I’m always looking for easier ways to move an email from my Inbox into OmniFocus. I only put a small number of emails into OmniFocus, but I’d like it to be nearly automatic. Some emails I always want to send to OmniFocus, and for those I use a mail rule to automatically route. I also use Sanebox’s SaneFwd feature to do something similar. But those are only good when it is a sender that you always want to go to OmniFocus. What about when you selectively want to grab a couple emails?

I started wondering if I could do something with Microsoft Flow. For those that don’t know, Flow is very similar to Zapier and is in the same category as IFTTT. I would put it closer to Zapier since it handles much more complex workflows with loops, conditionals and also connects to more complicated systems than IFTTT. Flow was launched less than a year ago.

Mail rules can only fire on a mail activity, such as an email being received. Once it’s received and in your mailbox mail rules don’t have a trigger event. Flow, since it is directly integrated into Office 365, can see a bit more and has a trigger for “When an email is flagged”. That caught my eye right away and within a couple of minutes I had this workflow for sending things to OmniFocus by flagging them in my Inbox. The “To” address should be your OmniFocus Mail Drop address.

Flow - Flagged Email toOmniFocus

Look at the 2nd step in the workflow to “Get user profile”. I’d like these items to be associated with who the email came from, and my pattern for that is to prepend the persons name to the task seperated by a colon. Since Flow is part of Office 365, it can talk to Active Directory and get things like the “Display name” of the sender. I could also include their phone number or any other data that was in Active Directory as well.

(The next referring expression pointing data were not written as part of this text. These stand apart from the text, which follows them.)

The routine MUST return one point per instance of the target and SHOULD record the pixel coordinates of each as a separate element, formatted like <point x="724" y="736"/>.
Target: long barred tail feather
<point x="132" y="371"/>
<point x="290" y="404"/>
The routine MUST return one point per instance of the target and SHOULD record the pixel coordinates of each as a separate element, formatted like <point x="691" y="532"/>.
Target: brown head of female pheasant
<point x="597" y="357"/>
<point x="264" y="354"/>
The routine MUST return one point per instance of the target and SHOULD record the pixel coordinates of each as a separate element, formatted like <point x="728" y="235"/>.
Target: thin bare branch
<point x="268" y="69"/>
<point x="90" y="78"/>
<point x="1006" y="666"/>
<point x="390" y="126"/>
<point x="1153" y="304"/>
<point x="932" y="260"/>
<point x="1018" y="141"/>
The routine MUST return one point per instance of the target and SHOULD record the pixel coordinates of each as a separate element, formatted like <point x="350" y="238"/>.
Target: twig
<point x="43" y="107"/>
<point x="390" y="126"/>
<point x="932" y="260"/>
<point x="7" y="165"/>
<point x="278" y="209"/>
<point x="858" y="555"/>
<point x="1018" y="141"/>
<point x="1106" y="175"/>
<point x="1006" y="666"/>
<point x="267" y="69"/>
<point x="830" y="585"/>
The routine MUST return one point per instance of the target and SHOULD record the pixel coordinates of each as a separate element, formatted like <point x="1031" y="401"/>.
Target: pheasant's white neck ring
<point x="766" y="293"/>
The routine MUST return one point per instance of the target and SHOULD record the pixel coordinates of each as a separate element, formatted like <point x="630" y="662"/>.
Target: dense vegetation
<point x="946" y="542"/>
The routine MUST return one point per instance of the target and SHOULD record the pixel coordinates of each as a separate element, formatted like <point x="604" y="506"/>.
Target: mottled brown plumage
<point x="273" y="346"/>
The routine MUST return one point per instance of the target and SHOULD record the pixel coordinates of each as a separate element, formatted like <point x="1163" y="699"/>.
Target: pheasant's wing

I did also set two advanced options to avoid getting raw HTML in the OmniFocus task.

Flow - AdvancedOptions

This workflow works really well. It triggers quickly and is as frictionless as I think I can get. I also really like that Flow gives some extensibility if I wanted to pull in other data related to the person or message. Most of my limitations there are related to what Mail Drop can interpret.

Couple things about Flow:

  1. While Flow allows you to author workflows on the iOS app I found it really clumsy. I’d do the authoring on a web browser and computer.
  2. There are some really interesting options that can tie Office 365 with Azure Functions using Flow. You can see there is some brilliance here on how this is implemented.
  3. If you like IFTTT and are in an Office 365 environment at work, you definitely should look at Flow. It has some powerful automation options.